In this period he painted portraits and Mediterranean landscapes in a realistic style. The traumas of war caused a turnover in Boers’ style. A feeling of powerlessness and lack of freedom formed him into a convinced abstract painter. His desire of complete abstraction led him to create the Vrij Beelden group with 12 other painters like Dolf Breetvelt for instance. The work he created in this period shows kinship with works of Paul Klee, Joan Miro and Kandinsky and was partly exhibited in the Salon des Realites Nouvelles.
Shortly after, Boers formed the Dutch ‘Creatie’ group in 1950 with Ger Gerrits which included painters as Armando, Piet van Stuivenberg, Wim Crowel, Andre van der Vossen, Hans Ittmann and Juul Neumann amongst others.
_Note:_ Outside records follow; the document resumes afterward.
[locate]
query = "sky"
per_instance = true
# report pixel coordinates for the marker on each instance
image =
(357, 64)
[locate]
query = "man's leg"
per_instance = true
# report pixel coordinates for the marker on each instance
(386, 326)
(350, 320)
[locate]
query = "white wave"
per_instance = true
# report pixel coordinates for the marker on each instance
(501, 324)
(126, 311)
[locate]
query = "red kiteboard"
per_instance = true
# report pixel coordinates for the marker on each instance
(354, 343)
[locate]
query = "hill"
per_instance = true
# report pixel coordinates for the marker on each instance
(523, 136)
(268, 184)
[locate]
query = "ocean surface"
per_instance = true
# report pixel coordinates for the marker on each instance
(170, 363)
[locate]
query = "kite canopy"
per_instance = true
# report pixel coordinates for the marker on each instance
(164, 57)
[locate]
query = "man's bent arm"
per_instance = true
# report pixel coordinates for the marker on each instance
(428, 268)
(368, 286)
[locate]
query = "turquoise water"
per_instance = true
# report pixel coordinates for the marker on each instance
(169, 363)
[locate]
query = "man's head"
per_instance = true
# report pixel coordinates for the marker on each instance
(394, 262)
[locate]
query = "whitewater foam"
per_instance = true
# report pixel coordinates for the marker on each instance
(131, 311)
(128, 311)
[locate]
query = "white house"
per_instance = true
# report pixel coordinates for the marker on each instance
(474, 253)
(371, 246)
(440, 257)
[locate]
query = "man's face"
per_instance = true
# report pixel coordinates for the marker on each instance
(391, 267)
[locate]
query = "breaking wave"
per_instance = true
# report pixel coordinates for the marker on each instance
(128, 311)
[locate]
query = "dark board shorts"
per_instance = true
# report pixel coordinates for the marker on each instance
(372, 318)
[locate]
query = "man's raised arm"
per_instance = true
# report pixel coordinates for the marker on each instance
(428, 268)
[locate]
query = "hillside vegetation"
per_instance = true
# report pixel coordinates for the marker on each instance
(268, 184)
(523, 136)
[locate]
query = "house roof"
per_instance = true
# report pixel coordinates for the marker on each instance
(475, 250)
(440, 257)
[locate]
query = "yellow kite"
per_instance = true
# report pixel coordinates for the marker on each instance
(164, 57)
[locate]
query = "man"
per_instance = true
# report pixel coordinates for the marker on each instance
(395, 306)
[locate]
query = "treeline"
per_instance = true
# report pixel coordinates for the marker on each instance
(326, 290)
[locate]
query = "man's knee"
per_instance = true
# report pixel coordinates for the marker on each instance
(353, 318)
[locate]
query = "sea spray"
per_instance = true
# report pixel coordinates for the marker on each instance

Willy Boers work demonstrates great craftsmanship and the use of colours applied with a great sense of balance, and has been part of exhibitions in Indonesia, Amsterdam, Paris, Germany and Switzerland. His paintings are present in various museums, including the ‘Cobra museum of Modern Art’ in Amstelveen (Holland).
Paintings and Abstraction
In an exhibition held at the Fodor Museum in Amsterdam in 1974, Willy Boers explained: “After the war it seemed impossible for me and artists in many countries to carry on sculpting images of the external forms of the world around us. The foundation of the “Salon des Réalités Nouvelles” in 1948, an extension of the group of ‘Abstraction Creation’ (1932-1936) in Paris, gave shape to and stimulated these ideas.”
The objectives of abstraction are perfectly described in his explanation: an art made of lines, forms and colours interpreting and expressing an inner shape or form.
This concept was also described in 1912 by Kandinsky in his book ‘Ueber das Geistige in der Kunst’ and again later in his 1926 publication of ‘Punkt und Linie zu Fläche’, and was widely accepted by many groups of artists.
The boundaries of national art faded. This movement attired artists from all over the world, which exhibited and worked together inspired by the Dutch De Stijl (“the style”) movement, and the Russian constructivism.
This was a general counter-reaction to the conformist realism pervading the world of Art. A tangible international quest developed towards the reality behind the reality.